I’m no fan of web analytics where multiple companies sneak a peek at what you are doing when visiting a website. However, I do not mind the website I’m visiting taking notes of what I’m doing while on their site.

The uses for tracking

Almost every website monitors some data about their visitors. Including the pages they go to, how long their stay on each page, roughly where in the world they are, and some generic details about their computers. In and of itself, this is pretty benign.

The collected data is used in aggregate to provide an overview over who the site’s visitors are and which pages they find most interesting. This data is in turn used to optimize the site and possibly the content to the audience. The data can also be shared with third‐parties; often to onboard advertisers by boasting about the size of the site’s audience.

The problem with tracking

Monitoring of audiences gets complicated when websites outsource their analytics to third‐party companies. The visitor is no longer sharing information about their visit with just the site they are visiting. Information is also sent directly to a third‐party. For larger websites, there are more often than not more than just one external analytics solution.

The website visitor is of course unaware of this sharing of information. It is completely transparent and there is no visible indication anywhere to the visitor about which companies are informed about their visit. The visitor sees the address of the page they are on and expects a direct relationship with that site.

Google Analytics is the most popular of these external analytics solutions. It alone is found on 60 % of the web’s most popular sites. That means that Google gets information about 60 % of the websites you visit. The address field of your browser may not say, but they sure know what goes on there anyways.

Google may share information about a website’s visitors with that website as payment for including their tracking code on their pages. However, what else does Google do with this data? It is very likely used as a signal in their search ranking algorithm to determine what is popular. The collected data is also likely used as a signal in their targeted advertisement system to target advertisements relevant to the visitor’s interests. As Google is already on 60 % of the most popular sites, they could corner the market by penalizing the rankings of sites who don’t include their tracking code or advertisements.

The two paragraphs above only concerned the worries over how Google may use the data they collect.

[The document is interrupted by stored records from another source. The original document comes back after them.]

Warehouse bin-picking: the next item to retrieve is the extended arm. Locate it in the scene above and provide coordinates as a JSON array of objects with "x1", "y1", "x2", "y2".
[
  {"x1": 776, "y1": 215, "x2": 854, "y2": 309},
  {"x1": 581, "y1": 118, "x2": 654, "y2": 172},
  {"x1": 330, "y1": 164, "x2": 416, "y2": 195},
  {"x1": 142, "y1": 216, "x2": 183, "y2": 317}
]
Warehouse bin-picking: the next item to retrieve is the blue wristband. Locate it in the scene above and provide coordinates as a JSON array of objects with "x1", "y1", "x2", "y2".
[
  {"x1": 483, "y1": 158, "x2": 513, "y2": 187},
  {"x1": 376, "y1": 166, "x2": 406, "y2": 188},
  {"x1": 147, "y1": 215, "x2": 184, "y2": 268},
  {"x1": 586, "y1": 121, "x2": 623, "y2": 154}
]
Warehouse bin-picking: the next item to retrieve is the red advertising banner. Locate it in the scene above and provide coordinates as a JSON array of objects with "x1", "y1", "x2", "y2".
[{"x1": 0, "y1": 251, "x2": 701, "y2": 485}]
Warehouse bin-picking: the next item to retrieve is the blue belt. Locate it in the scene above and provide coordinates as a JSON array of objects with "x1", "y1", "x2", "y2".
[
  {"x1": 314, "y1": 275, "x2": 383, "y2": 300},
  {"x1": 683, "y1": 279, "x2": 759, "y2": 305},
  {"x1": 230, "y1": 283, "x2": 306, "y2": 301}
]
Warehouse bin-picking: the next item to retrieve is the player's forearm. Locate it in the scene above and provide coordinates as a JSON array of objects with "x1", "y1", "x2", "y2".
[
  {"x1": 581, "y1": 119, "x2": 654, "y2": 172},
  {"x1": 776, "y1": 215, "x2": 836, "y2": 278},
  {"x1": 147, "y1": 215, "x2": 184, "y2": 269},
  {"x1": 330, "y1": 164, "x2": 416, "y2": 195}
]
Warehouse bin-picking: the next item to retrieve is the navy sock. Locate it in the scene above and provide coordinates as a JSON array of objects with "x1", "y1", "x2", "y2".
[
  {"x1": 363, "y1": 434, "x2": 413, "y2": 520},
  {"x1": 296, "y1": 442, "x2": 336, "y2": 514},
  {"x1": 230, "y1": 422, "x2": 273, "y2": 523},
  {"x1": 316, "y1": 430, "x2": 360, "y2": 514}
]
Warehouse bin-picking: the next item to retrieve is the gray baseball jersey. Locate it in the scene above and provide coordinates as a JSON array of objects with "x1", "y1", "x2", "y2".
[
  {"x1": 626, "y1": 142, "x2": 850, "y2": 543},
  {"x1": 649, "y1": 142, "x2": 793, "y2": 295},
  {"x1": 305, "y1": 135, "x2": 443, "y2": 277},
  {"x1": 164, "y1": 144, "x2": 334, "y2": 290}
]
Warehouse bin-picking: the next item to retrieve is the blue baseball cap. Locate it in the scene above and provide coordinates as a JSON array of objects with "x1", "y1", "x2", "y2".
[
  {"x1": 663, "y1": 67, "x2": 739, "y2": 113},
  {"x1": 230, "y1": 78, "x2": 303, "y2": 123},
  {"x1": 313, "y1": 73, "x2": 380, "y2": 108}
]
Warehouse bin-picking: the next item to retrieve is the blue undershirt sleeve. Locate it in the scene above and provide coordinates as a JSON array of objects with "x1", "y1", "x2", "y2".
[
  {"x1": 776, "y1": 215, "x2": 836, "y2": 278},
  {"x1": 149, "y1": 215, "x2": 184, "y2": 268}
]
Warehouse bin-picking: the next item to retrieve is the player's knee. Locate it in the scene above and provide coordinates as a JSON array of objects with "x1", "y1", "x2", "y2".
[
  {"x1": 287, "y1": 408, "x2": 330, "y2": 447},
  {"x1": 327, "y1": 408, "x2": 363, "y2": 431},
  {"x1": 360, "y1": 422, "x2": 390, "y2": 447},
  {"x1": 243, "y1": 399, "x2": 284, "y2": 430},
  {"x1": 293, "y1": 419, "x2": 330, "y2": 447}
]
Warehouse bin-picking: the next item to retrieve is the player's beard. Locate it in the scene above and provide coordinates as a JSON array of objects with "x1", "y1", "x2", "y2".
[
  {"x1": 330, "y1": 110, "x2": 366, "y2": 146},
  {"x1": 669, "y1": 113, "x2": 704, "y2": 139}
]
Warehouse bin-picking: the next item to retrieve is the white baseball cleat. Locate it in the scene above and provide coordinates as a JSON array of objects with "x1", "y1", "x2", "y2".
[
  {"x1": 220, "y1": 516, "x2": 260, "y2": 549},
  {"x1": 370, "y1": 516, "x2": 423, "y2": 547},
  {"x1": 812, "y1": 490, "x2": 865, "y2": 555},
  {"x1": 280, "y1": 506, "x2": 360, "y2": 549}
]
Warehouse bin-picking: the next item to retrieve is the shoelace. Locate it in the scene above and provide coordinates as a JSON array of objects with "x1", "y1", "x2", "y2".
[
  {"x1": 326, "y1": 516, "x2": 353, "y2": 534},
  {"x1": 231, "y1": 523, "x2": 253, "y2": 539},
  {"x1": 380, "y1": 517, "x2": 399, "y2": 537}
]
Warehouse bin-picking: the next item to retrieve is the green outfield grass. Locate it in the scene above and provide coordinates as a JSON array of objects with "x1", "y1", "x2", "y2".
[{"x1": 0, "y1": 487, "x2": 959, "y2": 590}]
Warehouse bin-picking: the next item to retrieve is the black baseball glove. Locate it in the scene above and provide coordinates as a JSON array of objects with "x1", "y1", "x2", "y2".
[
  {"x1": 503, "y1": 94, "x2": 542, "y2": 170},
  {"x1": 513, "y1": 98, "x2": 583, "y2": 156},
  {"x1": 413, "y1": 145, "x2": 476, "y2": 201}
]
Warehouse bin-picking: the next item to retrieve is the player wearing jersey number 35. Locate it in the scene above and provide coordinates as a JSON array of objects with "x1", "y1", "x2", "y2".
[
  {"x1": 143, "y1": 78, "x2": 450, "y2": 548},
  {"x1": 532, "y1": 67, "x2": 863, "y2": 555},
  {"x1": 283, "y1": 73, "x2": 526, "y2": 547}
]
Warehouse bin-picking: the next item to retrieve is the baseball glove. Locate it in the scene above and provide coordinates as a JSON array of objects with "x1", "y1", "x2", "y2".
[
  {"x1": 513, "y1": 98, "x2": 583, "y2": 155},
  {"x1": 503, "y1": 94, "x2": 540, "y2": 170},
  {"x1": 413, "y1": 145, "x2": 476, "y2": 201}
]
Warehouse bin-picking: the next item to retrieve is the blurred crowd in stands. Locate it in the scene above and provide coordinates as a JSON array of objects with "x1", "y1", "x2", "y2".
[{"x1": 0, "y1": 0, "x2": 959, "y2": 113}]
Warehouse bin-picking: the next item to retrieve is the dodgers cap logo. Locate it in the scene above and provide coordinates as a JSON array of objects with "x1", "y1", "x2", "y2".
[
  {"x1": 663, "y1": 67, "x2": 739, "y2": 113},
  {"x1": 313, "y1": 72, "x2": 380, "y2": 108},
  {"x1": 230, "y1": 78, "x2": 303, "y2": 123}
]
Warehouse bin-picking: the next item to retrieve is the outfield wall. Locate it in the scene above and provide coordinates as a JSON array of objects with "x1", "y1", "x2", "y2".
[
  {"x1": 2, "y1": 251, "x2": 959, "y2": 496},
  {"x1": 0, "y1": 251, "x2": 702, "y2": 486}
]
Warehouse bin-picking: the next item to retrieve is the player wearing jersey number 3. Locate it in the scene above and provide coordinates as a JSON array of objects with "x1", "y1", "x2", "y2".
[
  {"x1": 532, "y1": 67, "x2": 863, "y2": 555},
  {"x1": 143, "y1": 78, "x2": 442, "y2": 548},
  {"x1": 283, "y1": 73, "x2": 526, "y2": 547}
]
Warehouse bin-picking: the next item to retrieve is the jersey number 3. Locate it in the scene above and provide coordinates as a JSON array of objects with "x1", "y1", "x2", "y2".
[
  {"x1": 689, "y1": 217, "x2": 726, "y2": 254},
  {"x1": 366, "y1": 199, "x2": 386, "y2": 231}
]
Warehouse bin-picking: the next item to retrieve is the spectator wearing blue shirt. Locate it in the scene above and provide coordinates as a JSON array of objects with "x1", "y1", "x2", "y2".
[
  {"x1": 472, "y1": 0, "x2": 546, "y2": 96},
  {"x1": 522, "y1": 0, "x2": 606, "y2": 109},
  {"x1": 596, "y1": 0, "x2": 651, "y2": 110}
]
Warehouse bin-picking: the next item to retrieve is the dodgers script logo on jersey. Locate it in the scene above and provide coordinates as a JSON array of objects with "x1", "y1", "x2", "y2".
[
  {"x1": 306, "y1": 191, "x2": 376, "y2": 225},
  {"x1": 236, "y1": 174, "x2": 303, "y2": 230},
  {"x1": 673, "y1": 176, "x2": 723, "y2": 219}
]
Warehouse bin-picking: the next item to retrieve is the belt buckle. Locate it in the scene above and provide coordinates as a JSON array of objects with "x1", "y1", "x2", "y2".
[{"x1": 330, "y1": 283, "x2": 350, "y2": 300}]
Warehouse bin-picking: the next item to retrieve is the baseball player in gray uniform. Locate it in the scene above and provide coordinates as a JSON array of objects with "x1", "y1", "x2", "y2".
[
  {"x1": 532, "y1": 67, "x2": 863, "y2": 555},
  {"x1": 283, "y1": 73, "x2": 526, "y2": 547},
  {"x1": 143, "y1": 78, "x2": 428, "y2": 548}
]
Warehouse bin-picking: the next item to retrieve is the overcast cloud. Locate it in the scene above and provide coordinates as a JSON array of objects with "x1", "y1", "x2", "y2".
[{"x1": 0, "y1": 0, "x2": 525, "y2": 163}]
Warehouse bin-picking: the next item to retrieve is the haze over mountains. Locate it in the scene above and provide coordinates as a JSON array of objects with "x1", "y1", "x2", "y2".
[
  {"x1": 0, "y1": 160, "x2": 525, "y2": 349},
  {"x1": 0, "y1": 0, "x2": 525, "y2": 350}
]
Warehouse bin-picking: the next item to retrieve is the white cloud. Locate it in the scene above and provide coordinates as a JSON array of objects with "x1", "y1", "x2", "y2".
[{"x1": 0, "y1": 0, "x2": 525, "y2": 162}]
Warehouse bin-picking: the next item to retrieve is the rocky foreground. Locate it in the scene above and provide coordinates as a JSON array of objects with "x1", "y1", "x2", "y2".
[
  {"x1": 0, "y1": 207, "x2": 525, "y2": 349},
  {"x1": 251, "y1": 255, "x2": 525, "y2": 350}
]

Now consider how many companies are operating in the web analytics game. It quickly gets muddy and complicated.

These problems are not only found with outsourced analytics solutions, but with any embedded third‐party content. As discussed in that post, all these embedded elements also makes the website slower to load.

First‐party tracking is okay

When visiting a website, you send a request to that site so that they may return the page you wanted. That request contains some information about your computer as well as your IP address. It can also contain information about the page that referred you to the site. The Internet would not work without this transaction. This information can be logged. The allure of hosted analytics solutions is that they can collect more information and present it better than plain log files.

On this site, I’ve started using the self‐hosted (meaning all the data is transmitted to this server only) analytics solution Piwik. It gives me personally some insight to what visitors like and where they are from. Their IP addresses are anonymized for the first month of storage and deleted entirely after three months. More important to me is that there are no uninvited guests on the connection. The visitor visits my site and nothing is sent elsewhere.

I believe that when the website I’m visiting tracks some data about me then that is okay. The site gets some information it can use to improve itself; and I get the content they offer. Likewise, I believe it is okay that I track the site visitors while they are on this site. Leeches who add no value other than to extract data about visitors for their own means, on the other hand … . Until the industry gets its act together and removes third‐parties from their sites, I recommend you block those leeches using a tool like Ghostery.

With Ghostery, you can block analytics providers. With granular controls in Ghostery, you can choose to allow what they call “Local Analytics”. Which is to say Piwik, and a handful of other tools that operate only on the site were they are installed.

There are two sides of every coin. Ghostery itself is industry owned. They have an opt‐in (meaning you have to specifically turn it on) feature were “Ghostery collects anonymous data about the trackers you’ve encountered and the sites on which they were placed.” This information is then sold back to the industry.

Just to clarify, I’m not looking over your shoulder at the pages you specifically read. I’m looking at things like ”those who read this page are very likely to visit two more pages on the site” and “”. If you are uncomfortable with this tracking, you could opt‐out before. (The fact that you opt‐out will be tracked.) However, the way this should work is that you do not visit this site if you do not want to share any data with. Life would be much simpler if everyone could show some moderation on what data they gathered and played by some simple rules.